In my first article, we talked about what to think about before you build your RFP. The five questions to start with were:
- What is the vision of the program and what are the goals of the meeting?
- What innovations do you want to bring to this meeting?
- Do you really need to consider 10 destinations?
- Do you send the RFP to both the Convention and Visitors Bureau (CVB)/Destination Marketing Organization (DMO) and the hotel Global Sales Offices?
- Do you think you are providing too much detail?
We started by exploring the vision and goals and now we are going to dive into innovation with Question #2.
What innovations do you want to bring to this meeting?
You now need to reflect on the vision and goals of the meeting that you and your client defined previously, to start developing strategies an tactics to achieve these. This includes what you are going to do at the meeting and how you are going to make it happen. The most important questions to ask you client is “Do you want to change anything with the upcoming meeting?”. If this is a new meeting, then you will already have a clean slate to work with.

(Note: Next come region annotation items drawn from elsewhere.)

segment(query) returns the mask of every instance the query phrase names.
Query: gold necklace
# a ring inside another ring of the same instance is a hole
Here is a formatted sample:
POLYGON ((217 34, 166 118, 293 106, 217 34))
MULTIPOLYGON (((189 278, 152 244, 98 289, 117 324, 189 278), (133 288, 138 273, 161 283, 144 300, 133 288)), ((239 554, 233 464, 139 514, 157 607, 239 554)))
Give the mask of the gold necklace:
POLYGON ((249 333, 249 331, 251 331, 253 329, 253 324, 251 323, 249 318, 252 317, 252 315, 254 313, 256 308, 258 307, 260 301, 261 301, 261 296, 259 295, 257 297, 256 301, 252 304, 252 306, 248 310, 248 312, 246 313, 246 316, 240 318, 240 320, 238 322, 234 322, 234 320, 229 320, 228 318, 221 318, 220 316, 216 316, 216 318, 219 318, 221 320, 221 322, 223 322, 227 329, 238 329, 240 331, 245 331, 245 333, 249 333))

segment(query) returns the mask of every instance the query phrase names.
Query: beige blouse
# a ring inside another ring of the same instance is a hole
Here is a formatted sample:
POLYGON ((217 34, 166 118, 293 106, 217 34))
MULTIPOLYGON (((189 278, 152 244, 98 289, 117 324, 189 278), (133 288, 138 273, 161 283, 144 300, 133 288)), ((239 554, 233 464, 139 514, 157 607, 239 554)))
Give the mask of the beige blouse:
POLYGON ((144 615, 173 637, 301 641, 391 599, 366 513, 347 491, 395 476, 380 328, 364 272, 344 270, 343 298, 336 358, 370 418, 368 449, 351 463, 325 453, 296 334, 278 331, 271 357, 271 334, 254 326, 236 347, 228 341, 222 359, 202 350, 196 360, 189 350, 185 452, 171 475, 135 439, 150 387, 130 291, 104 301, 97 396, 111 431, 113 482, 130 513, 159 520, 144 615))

Innovation can look different in many ways, such as logistics, to programming and schedule, networking, etc. In order to be successful, you need to ensure that you do not bite off more that the organizing/planning team can chew! Completely changing the entire meeting always sounds like a great idea, but can it really be done? Do you have enough manpower to get it all done, and done well? If the answer is yes, then that’s great! If not, then maybe focus on changing two to three aspects of the meeting. This can also help the attendees slowly get used to changes with the meeting and not be overwhelmed by the fact that the meeting is completely different.
Innovation can include anything from having no printed materials on-site to put on a more sustainable meeting, further automating the on-site registration, changing how education is delivered, incorporating unique networking opportunities, providing new sponsorship packages, plus much more.
Once you decide on what type of changes are going to be made, you now need to think about what venues are going to help you achieve this and what how this impacts how much space you are looking for. If it does impact your space needs, ensure you include these changes in your RFP so that the potential venues can understand what you are looking for, especially if they have been considered for this meeting in the past. Many suppliers have resources to look at the previous meeting specifications, which could skew the way in which they put together their proposal if the changes are not fully explained.
Essentially, the more accurate information you can provide on the RFP, the better the responses you receive will be.